Jadi secara rohani kita itu perantau.
Maka sebagai perantau kita perlu rutin mudik. Setiap hari. Untuk menemukan sanak saudara kita. Asal usul kita. Meskipun sehari-hari kita di bumi, kita asli sorga. We are human, not animal.
Dan diingatkan kembali apa tugas kita di bumi: memelihara bumi, menjaga ekosistem, menumbuhkan tatanan sosial, dan mengembangkan kemuliaan kehidupan. Kita dipercaya mengelola bumi dan isinya. Esensi tugasnya adalah mengekspresikan Kasih sejati dalam kehidupan.
Mudik kita itu bisa tiap saat. Saat berdoa, sembahyang, sholat, meditasi. Saat kita berdiam diri, berhenti dari semua kesibukan dunia. Untuk retreat. Pokoknya minimal sekali setiap hari.

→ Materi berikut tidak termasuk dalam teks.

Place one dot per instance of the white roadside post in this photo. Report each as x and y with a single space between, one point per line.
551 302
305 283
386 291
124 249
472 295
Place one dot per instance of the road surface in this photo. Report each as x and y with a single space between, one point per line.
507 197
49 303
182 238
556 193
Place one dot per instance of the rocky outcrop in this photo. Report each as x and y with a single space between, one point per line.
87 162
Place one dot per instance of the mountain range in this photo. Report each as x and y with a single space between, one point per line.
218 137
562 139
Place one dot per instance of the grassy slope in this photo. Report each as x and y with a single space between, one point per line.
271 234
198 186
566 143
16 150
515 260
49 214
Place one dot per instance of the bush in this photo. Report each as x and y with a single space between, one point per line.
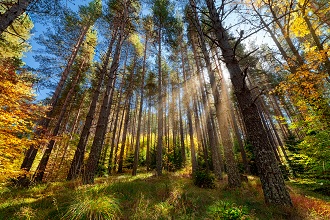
225 210
204 179
90 205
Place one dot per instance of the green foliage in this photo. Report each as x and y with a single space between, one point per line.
13 42
226 211
204 179
309 157
93 205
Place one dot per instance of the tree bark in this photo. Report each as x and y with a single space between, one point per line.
91 166
12 13
271 177
78 158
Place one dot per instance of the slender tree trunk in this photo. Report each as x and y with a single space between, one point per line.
114 132
12 13
271 177
159 155
78 158
94 155
44 160
44 123
137 147
123 140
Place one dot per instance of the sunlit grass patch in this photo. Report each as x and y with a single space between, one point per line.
225 210
312 208
25 212
93 204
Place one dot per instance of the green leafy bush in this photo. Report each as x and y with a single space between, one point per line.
204 179
227 211
91 205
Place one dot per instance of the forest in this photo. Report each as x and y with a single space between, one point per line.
163 109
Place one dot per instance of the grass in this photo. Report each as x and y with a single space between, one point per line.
172 196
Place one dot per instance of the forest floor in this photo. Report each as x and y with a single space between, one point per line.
145 196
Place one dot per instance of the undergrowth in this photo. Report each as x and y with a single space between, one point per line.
171 196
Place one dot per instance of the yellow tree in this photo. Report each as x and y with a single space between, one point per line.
17 110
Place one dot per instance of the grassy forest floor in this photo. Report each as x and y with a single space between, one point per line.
172 196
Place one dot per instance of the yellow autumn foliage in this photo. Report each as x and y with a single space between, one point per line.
18 115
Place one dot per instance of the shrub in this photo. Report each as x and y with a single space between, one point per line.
227 211
92 206
204 179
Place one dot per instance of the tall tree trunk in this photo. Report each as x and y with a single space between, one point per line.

Dan kita bisa terus ingat bahwa selesai tugas kita, saat Tuhan memanggil pulang, we are coming home. Di tempat asal kita yang sungguh indah itu. Dengan sanak saudara yang kangen berat. Yang begitu gembira akan keberhasilan kita menjalankan amanat tugas di tanah rantau.
October 18, 2012 at 11:30 am
Postingnya Inspiring Pak !!
Terima kasih banyak . .
izin mengcopy idenya ya Pak, untuk di posting 🙂
mahasiswa STI (Signal&Sistem)!!
October 18, 2012 at 12:59 pm
Silakan copy sebebasnya 🙂
October 18, 2012 at 12:11 pm
Have a good day yah …
October 19, 2012 at 9:45 am
Sebagaimana layaknya mudik, tentu kita harus berbekal banyak dan bagus-bagus ya Pak ?, amal baik kita, pakaian taqwa kita sebagai bekal di kampung halaman ya Pak ? semoga tetap setia menulis dan terima kasih.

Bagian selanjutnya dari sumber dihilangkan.